Investment banks’ raison d’être is to buy low and sell high. The ongoing eurocrisis has given firms an excellent opportunity to buy low, so this article lays the groundwork for selling high to their clientele.
This profit opportunity creates a bias, which may have caused the author to miss two significant differences between Asia of 1998 and Europe of 2013— debt and demographics.
In 1998, the average debt to GDP ratio among Indonesia, Malaysia, Singapore, Taiwan, Thailand and South Korea was only 40.7%. Currently, the PIIGS struggle with an average ratio of almost 120%. These figures are important because the PIIGS must cut spending and raise taxes at a time when they can least afford it. These measures are squelching growth despite what the authors of the recovering eurozone meme tell us. Even in cherry-picked example Ireland, growth will be only 0.2% for 2012, hardly a rip-roaring recovery. The rest of the PIIGS remain in recession or outright depression.
Demographically, the victims of the so-called Asian Flu had a huge advantage over today’s Europe.
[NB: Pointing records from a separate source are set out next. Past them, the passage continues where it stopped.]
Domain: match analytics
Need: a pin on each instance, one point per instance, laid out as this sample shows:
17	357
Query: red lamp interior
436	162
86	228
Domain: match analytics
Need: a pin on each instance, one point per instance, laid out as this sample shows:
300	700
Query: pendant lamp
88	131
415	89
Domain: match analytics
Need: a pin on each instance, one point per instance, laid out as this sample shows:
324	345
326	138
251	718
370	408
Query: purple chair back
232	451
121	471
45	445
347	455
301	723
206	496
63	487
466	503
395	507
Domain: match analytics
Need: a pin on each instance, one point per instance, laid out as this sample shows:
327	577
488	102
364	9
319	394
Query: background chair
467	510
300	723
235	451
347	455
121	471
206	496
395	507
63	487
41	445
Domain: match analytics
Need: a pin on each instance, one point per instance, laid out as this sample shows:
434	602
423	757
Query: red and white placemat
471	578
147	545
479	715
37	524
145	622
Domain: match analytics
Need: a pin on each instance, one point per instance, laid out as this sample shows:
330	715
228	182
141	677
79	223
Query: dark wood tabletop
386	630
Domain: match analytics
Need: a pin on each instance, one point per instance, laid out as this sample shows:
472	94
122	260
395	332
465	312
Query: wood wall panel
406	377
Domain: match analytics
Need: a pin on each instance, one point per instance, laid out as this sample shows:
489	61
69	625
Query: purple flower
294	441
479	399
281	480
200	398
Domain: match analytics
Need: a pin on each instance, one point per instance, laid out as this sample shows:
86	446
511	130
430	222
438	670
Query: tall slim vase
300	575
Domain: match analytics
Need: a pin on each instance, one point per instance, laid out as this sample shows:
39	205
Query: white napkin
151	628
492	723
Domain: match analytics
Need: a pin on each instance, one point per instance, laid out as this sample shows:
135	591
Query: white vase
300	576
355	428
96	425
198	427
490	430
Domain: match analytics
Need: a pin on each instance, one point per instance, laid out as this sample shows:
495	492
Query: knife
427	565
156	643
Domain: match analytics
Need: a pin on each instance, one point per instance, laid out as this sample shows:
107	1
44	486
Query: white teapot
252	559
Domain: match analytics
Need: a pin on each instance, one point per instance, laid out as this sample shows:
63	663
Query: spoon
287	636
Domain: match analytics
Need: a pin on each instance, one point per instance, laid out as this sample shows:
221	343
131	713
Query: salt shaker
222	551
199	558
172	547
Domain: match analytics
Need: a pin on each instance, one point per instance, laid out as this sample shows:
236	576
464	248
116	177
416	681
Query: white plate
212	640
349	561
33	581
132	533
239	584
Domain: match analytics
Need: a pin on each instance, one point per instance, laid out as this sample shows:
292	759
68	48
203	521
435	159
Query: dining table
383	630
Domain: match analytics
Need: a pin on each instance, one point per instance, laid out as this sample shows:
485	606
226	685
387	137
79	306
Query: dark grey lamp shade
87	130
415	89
For example, at the onset of the Asian flu, Indonesia had a ratio of 15 workers to 1 retiree, but the ratio today in Italy is less than 3 to 1. Young people are better for economic growth than the old. In addition to more workers paying taxes, household formation and child rearing both create lots of consumer spending.
It may very well be that European stock markets will run with the bulls in 2013. If anything leads to higher equity prices, it will be central bank money printing rather than the fundamentals.